Ecco un’ altra baia, immensa, ventosa, mezza illuminata da un sole fin troppo vicino e abbagliante e metà in ombra. Arturo e i ragazzi se ne sono andati per avventurarsi in una prova di surf. Fra un pò sbucheranno fra la folla dei surfisti più o meno esperti intenti a tuffarsi fra le ghiacce onde oceaniche di questa baia atlantica. Vorranno che Alba li guardi. Adorano essere guardati; è come se lo sguardo della madre assicurasse un significato più profondo a tutte le loro azioni. Alba aveva raccolto delle sottili pietre piatte e lisce e ci stava incidendo su qualche fantasia floreale e intanto si preoccupava dei suoi uomini in mare. Era diventata molto ansiosa e apprensiva. Qualsiasi cosa poteva essere una minaccia e portarle via quanto di più prezioso. Rifletteva assorta sulle sue rabbie interiori. La rabbia per volere cambiare quello che non può essere cambiato. Anche la vita matrimoniale è un percorso di accettazione di sè e dell’ altro? Ormai non riusciva più ad individuarli fra la folla in acqua e la moltitudine delle tavole. La corrente era forte e i bagnini dovettero ammonire i bagnanti perchè tornassero fra le bandiere gialle e rosse per la loro sicurezza.

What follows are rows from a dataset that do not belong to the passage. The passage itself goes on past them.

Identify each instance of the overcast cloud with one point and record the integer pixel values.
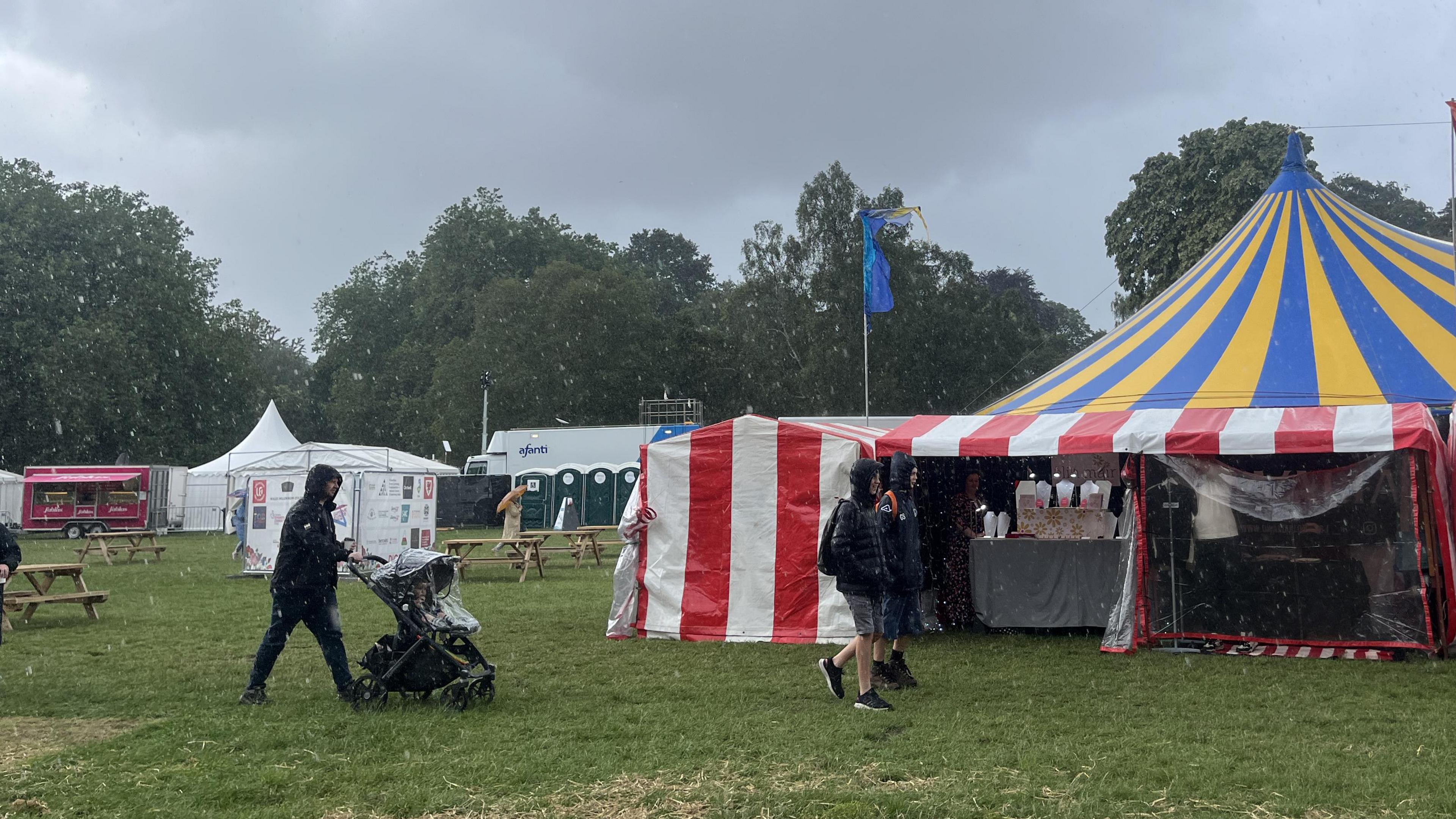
(299, 140)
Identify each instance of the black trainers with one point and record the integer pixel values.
(833, 675)
(871, 702)
(902, 673)
(883, 677)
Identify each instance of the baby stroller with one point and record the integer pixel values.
(431, 649)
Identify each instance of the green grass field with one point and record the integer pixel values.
(137, 716)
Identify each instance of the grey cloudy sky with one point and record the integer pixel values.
(300, 139)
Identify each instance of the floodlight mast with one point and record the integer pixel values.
(485, 411)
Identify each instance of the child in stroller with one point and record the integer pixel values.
(431, 649)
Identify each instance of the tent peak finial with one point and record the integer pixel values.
(1295, 155)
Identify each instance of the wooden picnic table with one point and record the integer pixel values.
(101, 543)
(606, 530)
(523, 552)
(579, 542)
(41, 576)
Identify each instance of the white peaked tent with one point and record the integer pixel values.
(207, 486)
(344, 457)
(12, 492)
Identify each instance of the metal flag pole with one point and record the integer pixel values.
(865, 318)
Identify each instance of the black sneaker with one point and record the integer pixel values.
(902, 673)
(883, 677)
(833, 675)
(871, 702)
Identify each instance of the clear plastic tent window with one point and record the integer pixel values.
(427, 584)
(1317, 556)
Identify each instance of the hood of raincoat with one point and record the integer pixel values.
(318, 482)
(901, 468)
(860, 478)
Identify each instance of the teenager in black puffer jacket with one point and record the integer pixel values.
(863, 575)
(9, 558)
(901, 523)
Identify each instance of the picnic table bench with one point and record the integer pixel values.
(579, 542)
(41, 576)
(522, 552)
(101, 543)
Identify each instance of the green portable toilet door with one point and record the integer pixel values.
(567, 484)
(627, 485)
(537, 511)
(601, 503)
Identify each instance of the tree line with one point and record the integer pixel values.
(113, 342)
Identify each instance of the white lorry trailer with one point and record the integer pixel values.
(515, 450)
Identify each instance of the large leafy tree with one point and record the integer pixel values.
(580, 331)
(110, 341)
(1183, 204)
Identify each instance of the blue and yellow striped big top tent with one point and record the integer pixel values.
(1308, 302)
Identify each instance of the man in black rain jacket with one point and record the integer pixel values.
(901, 523)
(9, 559)
(303, 583)
(863, 575)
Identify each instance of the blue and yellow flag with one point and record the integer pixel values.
(877, 268)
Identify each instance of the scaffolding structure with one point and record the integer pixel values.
(656, 412)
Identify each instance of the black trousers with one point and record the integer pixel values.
(319, 612)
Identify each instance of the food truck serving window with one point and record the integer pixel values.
(55, 494)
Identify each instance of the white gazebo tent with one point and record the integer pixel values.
(12, 494)
(344, 457)
(207, 486)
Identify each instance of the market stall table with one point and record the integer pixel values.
(101, 543)
(1045, 584)
(522, 552)
(41, 576)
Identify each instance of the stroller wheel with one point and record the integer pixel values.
(456, 696)
(369, 694)
(482, 690)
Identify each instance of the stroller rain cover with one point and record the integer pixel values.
(426, 583)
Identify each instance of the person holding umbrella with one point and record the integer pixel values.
(511, 508)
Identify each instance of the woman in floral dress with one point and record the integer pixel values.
(966, 526)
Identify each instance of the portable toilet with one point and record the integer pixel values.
(627, 485)
(537, 505)
(601, 489)
(567, 484)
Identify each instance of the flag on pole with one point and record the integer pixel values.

Di nuovo una lunga camminata lungo la scogliera. Alba non resiste alla tentazione di guardare giù nel vuoto e non può fare a meno di immaginare decine di corpi che precipitano cadendo da quell’ altezza. L’ avventura alla ricerca del Sacro Graal sta per concludersi. Il viaggio di ritorno quasi liscio pur nella fretta, paura di perdere l’ aereo e alcuni oggetti ricordo alla dogana. Avevano trovato qualcosa però? Nel ricongiungersi con la loro casa e il senso di familiarità e di legame Alba sentì un senso di pace. Un abbraccio e scompare la paura dell’ abbandono. Dagli occhi di Alba sgorga un fiume di lacrime. Nelle prime ore del mattino, col penetrare di un tenue raggio di sole attraverso le imposte, Alba sa di avere trovato il Graal.